Part one begins with some biology. Ryder doesn't delve into anatomy or veterinary science here, but focuses on key features relevant to the interaction of sheep with humans, and on their domestication and spread. He continues with a survey of sheep in the "ancient civilisations" and in early medieval Europe and Islam.
Taking up over half the volume, part two is a geographically organised survey of sheep-rearing from medieval times to the present. To give an idea of its reach, it includes three pages on Iceland, three and a half on Mongolia, and five on New Zealand — and fifteen pages on Scotland and nearly thirty on Australia.
"The sheep is the most important livestock species in Iran; yet numbers decreased from 40 to 20 million in the twenty years before the Second World War, largely as a result of ill-advised attempts to settle nomadic tribes. Although the sheep population halved again during the war, it had reached 35 million in 1975, 95 per cent of which are of fat-tailed type. The use of dung as fuel has been detrimental to the cultivation of crops.
Sheep and goats provide all the wool for the carpet industry, 65 per cent of the meat, and 40 per cent of the milk products, milk being the most important product to the sheep owner. The animals grow slowly, and great prestige is attached to large numbers, so they are killed at a relatively great age."

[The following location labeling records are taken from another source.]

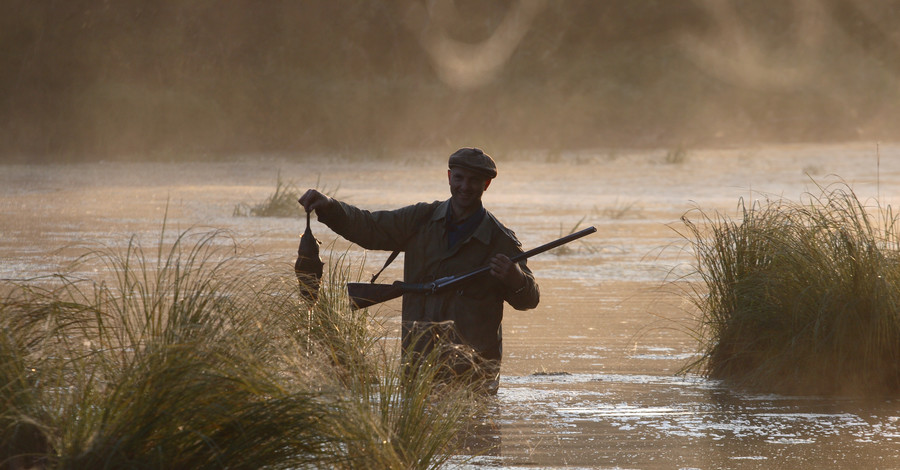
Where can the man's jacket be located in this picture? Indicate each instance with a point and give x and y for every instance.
(419, 230)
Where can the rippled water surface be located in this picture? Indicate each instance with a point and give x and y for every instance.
(590, 377)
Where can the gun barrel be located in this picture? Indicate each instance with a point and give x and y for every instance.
(363, 295)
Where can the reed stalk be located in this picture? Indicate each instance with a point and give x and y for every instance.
(191, 355)
(800, 297)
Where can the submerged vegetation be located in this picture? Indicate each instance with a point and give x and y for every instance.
(197, 357)
(800, 297)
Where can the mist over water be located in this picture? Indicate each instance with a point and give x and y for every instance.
(171, 80)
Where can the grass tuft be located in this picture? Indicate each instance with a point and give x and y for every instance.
(800, 297)
(194, 356)
(281, 203)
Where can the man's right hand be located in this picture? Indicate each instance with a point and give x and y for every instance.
(313, 200)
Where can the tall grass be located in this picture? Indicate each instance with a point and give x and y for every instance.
(800, 297)
(196, 356)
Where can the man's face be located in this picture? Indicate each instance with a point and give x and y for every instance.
(466, 188)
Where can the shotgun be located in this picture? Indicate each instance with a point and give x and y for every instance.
(365, 294)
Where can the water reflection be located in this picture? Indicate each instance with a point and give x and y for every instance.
(647, 421)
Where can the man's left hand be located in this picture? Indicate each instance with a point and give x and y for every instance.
(508, 272)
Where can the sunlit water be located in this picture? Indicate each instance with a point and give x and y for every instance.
(590, 378)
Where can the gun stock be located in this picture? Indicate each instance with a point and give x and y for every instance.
(366, 294)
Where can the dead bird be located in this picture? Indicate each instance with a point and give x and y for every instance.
(308, 266)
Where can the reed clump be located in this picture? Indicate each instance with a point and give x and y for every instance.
(800, 297)
(196, 356)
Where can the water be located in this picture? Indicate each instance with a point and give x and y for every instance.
(591, 377)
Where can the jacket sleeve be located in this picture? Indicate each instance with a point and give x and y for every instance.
(377, 230)
(528, 296)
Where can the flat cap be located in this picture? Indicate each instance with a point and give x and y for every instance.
(474, 159)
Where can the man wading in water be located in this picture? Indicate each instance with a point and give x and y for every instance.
(443, 239)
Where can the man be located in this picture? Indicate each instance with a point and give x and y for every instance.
(446, 238)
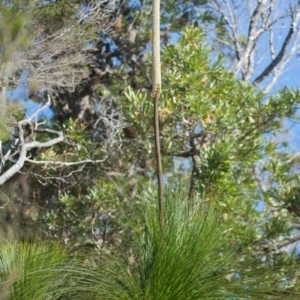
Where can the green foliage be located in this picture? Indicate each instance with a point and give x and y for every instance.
(193, 257)
(30, 271)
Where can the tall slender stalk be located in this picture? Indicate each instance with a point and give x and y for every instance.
(156, 89)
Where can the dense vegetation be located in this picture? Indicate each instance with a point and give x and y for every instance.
(78, 165)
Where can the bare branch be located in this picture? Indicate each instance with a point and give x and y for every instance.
(67, 164)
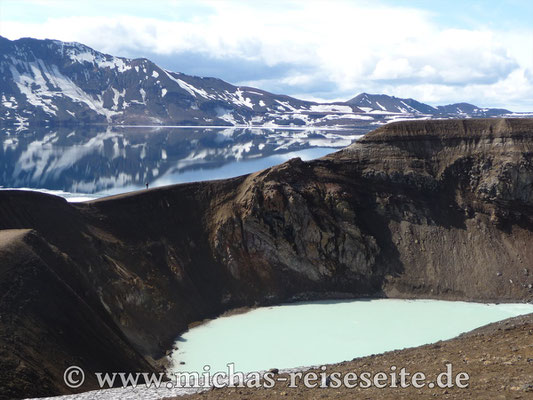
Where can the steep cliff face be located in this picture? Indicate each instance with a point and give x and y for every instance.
(437, 209)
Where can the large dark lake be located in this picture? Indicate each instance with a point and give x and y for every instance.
(89, 162)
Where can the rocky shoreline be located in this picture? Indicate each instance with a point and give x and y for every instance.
(497, 357)
(425, 209)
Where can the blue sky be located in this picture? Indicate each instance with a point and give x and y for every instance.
(435, 51)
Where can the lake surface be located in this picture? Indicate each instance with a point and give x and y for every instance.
(323, 332)
(88, 162)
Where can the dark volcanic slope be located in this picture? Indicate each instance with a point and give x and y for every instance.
(421, 209)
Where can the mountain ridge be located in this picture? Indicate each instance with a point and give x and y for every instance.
(50, 82)
(417, 209)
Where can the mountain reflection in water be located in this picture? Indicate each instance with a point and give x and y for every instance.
(100, 159)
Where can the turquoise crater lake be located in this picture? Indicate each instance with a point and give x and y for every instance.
(323, 332)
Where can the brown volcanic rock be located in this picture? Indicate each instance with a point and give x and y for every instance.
(420, 209)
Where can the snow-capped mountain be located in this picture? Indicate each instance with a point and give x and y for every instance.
(372, 103)
(52, 82)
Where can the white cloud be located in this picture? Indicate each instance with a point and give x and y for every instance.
(352, 46)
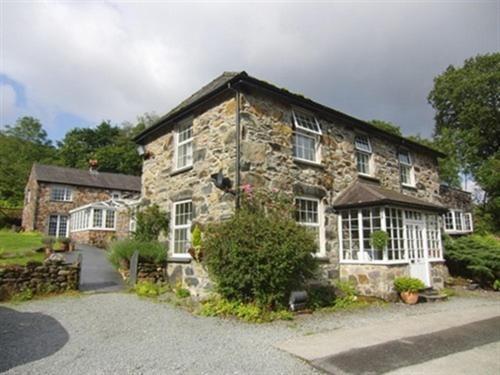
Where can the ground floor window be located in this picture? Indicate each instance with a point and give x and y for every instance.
(411, 234)
(58, 226)
(309, 214)
(181, 229)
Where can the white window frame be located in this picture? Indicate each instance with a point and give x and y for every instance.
(67, 193)
(406, 165)
(304, 131)
(58, 225)
(178, 144)
(320, 224)
(366, 152)
(187, 226)
(454, 228)
(403, 252)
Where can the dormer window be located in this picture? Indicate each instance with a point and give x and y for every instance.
(184, 145)
(363, 154)
(61, 193)
(306, 144)
(406, 168)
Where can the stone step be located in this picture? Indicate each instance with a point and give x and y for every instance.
(432, 297)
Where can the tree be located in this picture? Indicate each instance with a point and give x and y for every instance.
(467, 104)
(22, 145)
(387, 126)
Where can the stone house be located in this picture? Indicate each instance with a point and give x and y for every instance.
(53, 192)
(348, 178)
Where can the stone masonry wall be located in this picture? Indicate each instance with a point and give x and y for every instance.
(49, 276)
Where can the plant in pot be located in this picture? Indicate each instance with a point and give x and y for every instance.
(196, 250)
(48, 243)
(408, 288)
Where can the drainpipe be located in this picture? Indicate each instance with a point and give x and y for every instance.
(237, 178)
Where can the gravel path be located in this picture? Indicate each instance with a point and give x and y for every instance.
(121, 333)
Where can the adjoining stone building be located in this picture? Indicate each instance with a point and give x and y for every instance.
(348, 178)
(52, 192)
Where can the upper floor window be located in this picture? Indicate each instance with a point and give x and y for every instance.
(363, 154)
(61, 193)
(406, 168)
(181, 229)
(458, 221)
(184, 145)
(308, 213)
(306, 144)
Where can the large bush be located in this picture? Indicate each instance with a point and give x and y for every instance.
(259, 255)
(150, 251)
(476, 257)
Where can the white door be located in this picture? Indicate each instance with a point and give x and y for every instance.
(419, 265)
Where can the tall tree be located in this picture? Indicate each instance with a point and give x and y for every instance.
(467, 104)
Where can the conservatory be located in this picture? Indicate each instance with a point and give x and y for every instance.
(98, 223)
(413, 238)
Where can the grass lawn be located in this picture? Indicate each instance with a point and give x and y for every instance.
(18, 248)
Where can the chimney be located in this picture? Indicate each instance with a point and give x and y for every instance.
(93, 166)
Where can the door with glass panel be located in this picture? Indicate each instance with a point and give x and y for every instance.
(419, 265)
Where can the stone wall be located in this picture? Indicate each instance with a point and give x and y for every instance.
(456, 198)
(40, 278)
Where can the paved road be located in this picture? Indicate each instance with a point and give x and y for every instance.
(419, 344)
(97, 273)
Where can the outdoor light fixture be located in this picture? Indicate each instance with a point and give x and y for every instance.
(221, 182)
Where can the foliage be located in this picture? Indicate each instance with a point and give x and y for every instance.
(122, 250)
(182, 292)
(149, 289)
(18, 248)
(476, 257)
(408, 284)
(249, 312)
(379, 239)
(151, 222)
(259, 255)
(22, 296)
(496, 285)
(387, 126)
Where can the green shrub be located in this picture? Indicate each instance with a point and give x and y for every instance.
(182, 293)
(152, 251)
(249, 312)
(476, 257)
(408, 284)
(151, 222)
(259, 255)
(149, 289)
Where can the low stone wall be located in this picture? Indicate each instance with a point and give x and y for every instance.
(193, 276)
(49, 276)
(374, 280)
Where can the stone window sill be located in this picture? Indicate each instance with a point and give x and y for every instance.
(182, 170)
(309, 163)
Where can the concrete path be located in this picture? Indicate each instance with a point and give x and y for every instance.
(414, 344)
(97, 275)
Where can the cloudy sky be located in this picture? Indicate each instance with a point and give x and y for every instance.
(76, 63)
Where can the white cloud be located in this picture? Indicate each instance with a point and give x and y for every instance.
(115, 60)
(7, 102)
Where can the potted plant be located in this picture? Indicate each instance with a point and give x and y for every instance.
(196, 250)
(408, 288)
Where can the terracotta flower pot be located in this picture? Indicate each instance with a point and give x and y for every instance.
(410, 298)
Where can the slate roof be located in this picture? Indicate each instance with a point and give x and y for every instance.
(80, 177)
(222, 83)
(362, 194)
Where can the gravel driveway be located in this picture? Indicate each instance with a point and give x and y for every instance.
(121, 333)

Part three covers the mechanics of the association between sheep and man, with chapters on sheep husbandry, sheep products, and the distribution and likely future of sheep breeds.
"The term sheepfold covers a variety of enclosures for different purposes. The most ancient type was an enclosure in which the flock was kept at night. In sedentary flocks the fold could be a permanent stone structure, and on archaeological sites of all periods throughout the world unexplained stone enclosures are frequently described as animal pens particularly when circular or oval. Evidence for such a use is rarely conclusive and further confusion is caused by the fact that human hut circles may have been used for livestock at a later date. Such enclosures are also used as lambing pens."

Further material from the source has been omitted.